As Ryan explains employers may post job openings (sometimes in multiple locations) in order to demonstrate the firm is growing, or because they want a pool of ready to hire applicants in case some of their current employees leave. Firms may also post job opening but a sudden hiring freeze means there really is not a position that can be filled.
Other anecdotal stories from hiring managers say that some firms post "ghost job" ads to placate overworked current employees. Essentially these firms are telling their overworked employees "keep working hard, we are going to bring more people on to help" when, in reality, the firm does not plan to hire any additional workers.
This then raises the question: "What exactly is the 'job openings' part of JOLT actually measuring?" It is unclear how large a problem these "ghost jobs" are and just how badly skewed the job openings stat is. But, it should be clear, that Powell and Fed should be cautious about being so dependent on this statistic when deciding on raising interest rates.
Money Supply Worries
If the Fed should downplay the JOLT (there are other reasons why the Fed's emphasis on labor market data is questionable – more about that in another post) what statistic should the Fed be watching? An oldie but a goodie is: "Money Supply Growth."

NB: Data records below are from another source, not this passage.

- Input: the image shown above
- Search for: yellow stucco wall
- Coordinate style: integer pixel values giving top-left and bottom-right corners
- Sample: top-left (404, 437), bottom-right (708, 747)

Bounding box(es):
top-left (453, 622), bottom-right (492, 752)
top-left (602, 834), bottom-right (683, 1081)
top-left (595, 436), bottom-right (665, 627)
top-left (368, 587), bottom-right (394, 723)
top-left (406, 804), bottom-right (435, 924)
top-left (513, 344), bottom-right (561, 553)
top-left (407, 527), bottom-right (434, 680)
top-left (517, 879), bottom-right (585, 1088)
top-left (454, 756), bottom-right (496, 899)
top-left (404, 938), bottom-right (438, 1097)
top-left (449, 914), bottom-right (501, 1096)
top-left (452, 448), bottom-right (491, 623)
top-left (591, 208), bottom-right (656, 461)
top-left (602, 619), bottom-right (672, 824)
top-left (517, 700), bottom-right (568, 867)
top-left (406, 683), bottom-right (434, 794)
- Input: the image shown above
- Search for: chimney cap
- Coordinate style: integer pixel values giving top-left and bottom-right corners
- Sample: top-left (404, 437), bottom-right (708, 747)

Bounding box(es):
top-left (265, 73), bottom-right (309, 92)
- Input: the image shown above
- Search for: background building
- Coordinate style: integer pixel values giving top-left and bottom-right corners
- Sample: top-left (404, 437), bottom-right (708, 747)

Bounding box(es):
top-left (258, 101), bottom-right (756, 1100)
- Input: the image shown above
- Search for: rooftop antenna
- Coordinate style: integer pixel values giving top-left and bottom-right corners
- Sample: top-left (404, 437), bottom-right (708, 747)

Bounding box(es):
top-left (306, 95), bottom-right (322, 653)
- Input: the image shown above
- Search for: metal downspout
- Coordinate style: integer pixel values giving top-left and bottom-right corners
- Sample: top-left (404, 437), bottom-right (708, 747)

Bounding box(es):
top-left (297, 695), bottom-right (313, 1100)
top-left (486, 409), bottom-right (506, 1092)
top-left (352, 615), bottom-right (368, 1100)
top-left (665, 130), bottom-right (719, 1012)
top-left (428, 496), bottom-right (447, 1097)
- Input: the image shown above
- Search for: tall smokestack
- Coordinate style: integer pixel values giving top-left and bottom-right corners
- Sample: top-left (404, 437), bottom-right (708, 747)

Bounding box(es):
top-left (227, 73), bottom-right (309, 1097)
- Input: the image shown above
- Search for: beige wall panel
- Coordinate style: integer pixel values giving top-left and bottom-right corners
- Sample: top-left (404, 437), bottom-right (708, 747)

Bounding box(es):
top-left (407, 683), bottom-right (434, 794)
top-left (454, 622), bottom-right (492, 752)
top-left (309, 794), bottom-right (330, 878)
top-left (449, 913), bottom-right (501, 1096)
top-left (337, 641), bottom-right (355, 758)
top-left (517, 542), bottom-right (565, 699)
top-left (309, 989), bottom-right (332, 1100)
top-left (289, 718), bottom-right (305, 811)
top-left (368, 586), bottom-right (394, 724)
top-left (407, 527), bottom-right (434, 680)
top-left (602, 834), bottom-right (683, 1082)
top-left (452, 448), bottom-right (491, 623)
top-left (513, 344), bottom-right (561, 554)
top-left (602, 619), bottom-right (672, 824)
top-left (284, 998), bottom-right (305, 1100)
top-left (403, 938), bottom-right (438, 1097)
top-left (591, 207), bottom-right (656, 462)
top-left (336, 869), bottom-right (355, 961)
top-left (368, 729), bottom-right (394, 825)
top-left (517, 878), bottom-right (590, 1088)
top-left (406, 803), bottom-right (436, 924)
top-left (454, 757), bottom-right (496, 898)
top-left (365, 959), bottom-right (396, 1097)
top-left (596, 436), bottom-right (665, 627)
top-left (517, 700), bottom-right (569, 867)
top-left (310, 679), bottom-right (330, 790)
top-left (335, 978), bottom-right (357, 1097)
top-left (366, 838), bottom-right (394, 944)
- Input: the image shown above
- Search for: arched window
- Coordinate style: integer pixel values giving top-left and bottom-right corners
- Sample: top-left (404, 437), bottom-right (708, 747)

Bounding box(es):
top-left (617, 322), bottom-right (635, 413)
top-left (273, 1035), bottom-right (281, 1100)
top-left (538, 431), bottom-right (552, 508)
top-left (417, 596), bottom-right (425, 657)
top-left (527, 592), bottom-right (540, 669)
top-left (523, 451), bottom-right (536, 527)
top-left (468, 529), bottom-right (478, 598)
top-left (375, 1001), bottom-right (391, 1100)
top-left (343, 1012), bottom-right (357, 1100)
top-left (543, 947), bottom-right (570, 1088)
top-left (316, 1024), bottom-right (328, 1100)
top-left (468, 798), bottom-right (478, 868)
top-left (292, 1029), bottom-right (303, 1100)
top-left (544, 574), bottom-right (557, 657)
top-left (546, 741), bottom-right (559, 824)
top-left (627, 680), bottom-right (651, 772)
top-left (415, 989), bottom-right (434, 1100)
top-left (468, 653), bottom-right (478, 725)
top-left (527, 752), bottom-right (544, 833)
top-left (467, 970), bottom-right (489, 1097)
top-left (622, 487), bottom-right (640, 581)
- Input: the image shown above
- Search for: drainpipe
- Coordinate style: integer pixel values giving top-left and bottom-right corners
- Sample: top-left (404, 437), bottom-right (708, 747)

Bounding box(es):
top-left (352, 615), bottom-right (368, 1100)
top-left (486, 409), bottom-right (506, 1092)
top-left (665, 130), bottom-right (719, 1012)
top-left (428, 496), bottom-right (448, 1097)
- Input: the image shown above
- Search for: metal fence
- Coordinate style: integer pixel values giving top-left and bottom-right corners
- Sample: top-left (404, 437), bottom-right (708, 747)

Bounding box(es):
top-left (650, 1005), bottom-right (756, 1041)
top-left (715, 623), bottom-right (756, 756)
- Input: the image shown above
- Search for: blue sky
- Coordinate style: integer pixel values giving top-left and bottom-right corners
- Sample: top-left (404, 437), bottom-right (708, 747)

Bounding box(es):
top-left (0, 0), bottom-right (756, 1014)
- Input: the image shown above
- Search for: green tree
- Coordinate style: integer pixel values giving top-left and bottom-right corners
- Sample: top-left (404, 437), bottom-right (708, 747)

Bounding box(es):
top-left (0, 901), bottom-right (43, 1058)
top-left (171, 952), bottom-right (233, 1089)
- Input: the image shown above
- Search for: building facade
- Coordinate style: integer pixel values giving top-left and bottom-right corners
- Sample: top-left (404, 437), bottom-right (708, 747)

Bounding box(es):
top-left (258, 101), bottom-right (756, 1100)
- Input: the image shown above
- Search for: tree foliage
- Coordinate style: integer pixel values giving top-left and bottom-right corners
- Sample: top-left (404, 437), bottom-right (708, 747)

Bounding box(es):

While markets and the macroeconomy certainly have changed a great deal since Milton Friedman stated in 1963 that "inflation is always and everywhere a monetary phenomena", the basic idea still may apply.
Friedman based his statement on the historical analysis he undertook with Anna Schwartz. From this he concluded monetary policy should follow a "monetary rule" where the money supply should grow only 3 to 4% a year to keep inflation under control. But with financial innovations changing the definition of "what is money" and new financial institutions competing with banks, his monetary rule proved to be impossible to implement. In addition, because of all of these changes going on in markets the direct correlation between money supply growth and inflation broke down by the mid-1980s.
But, the general idea of the link between money supply, inflation and economic growth still holds, even if we have huge problems in precisely measuring the money supply.
M2 rapid fall
Which is why Jamie McGeever's recent article in Reuters is so interesting. As McGeever points out M2 fell in February by a seasonally adjusted 2.4% year on year. That is not a decline in the rate of increase, that is an actual decline in M2. That is the first time that has happened since the 1940s. Keep in mind that the February decline is BEFORE the recent bank runs which may result in cash hoardings, or at least declines in borrowing/lending, which could push M2 down even further.
Again, it hard to determine what EXACTLY the outcome of such a rapid fall in one of the broadest measurements of money supply really means. But, as the people in McGeever's article suggest, it should a least suggest that Fed stop raising interest rates and even consider cutting them. A declining money supply has, in the past, led to deflation and sever economic downturns, including many economic depressions. You read that right: depressions, not just recessions. Keep in mind, a declining money supply does not guarantee an economic depression will occur, but a declining money supply is cause for concern.
One thing we do know, and that Mr. Powell does not seem to be aware of, is that changes in monetary policy work with a lag. If he has over tightened, it might take a while to reverse course.
Mr. Powell: there is the door
Perhaps then it is time for Mr. Powell to realize he has been over reliant on data, like the jobs opening data, that may not be measuring what he thinks it is measures. In addition, he and Fed may be overlooking data, like money supply and lending data, that if properly understood and contextualized might suggest they need to change course. Thus, Mr. Powell may have data problems that he does not understand.